Ketika membaca teks Injil terutama Matius 5:13-16 dan merenungkannya dalam terang iman, dapat saya katakan bahwa hidup ini adalah sebuah perutusan. Sebagai murid Yesus, kita diutus untuk mewartakan kabar suka cita pada semua orang supaya cinta kasih bisa merajai dunia ini. Sambil membaca kitab suci dan membayangkan, betapa indahnya hidup ini jika cinta kasih itu bisa terwujud. Tetapi menjadi pertanyaan lanjut adalah apakah dengan terwujudnya cinta kasih dalam kepenuhannya di dunia ini, pewartaan dan perutusan tidak lagi diperlukan? Pertanyaan ini menjadi pertanyaan penting karena mengingat bahwa membaca kitab suci pasti berakhir dengan munculnya pertanyaan baru.
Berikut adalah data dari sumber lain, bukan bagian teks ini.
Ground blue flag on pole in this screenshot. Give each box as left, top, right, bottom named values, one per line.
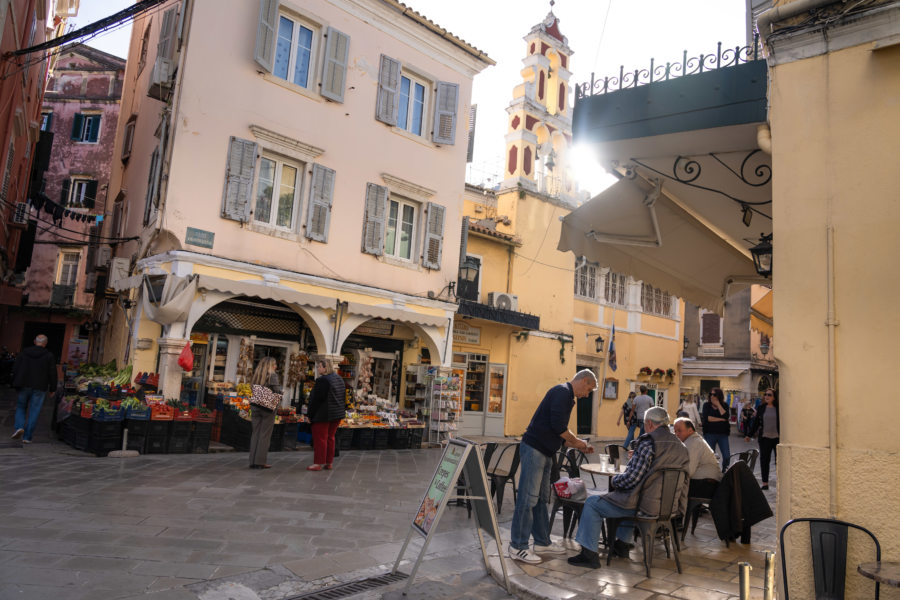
left=606, top=325, right=617, bottom=371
Dalam teks Injil yang sempat saya
baca, walaupun tidak sesuai dengan kalender liturgi hari ini, sedikit memberikan gambaran tentang
bagaimana dua kiasan paralel yang dilontarkan oleh Yesus di atas bukit saat
mengajar para murid-Nya. Menjadi garam dan terang, dua kiasan yang sedikit
memaksa kita untuk keluar dari diri dan berjumpa dengan orang lain. Teks kitab
suci ini juga merupakan perutusan kristiani yang menuntut kita untuk hidup
membaur dengan orang lain tanpa mengedepankan sekat-sekat primordial. Keterlibatan
dan hidup membaur sambil berbuat baik merupakan ciri khas perutusan kristiani
seperti yang dilakukan oleh Yesus sendiri yang berani blusukan ke kota dan desa
untuk berbuat baik.
Tetapi dalam perutusan itu, ada konsekuensi yang harus diperhatikan, yakni ketika gagal untuk mewartakan kebaikan dan mempertahankannya di tanah perutusan maka resikonya disingkirkan, seperti “garam” yang kehilangan rasa asinnya maka tidak ada cara lain, selain dibuang. Selain kiasan garam, juga kiasan terang menjadi pemicu bagi kita untuk menebarkan warta tentang kebaikan yang bersumber pada cinta kasih. Titik tolak pemahaman tentang terang, dengan melihat rumah orang Palestina tempo dulu yang hanya memiliki satu ruang saja, karena itu dengan meletakan pelita yang bernyala di tempat yang tinggi, semua orang yang berada di dalam rumah itu bisa mendapat penerangan yang cukup.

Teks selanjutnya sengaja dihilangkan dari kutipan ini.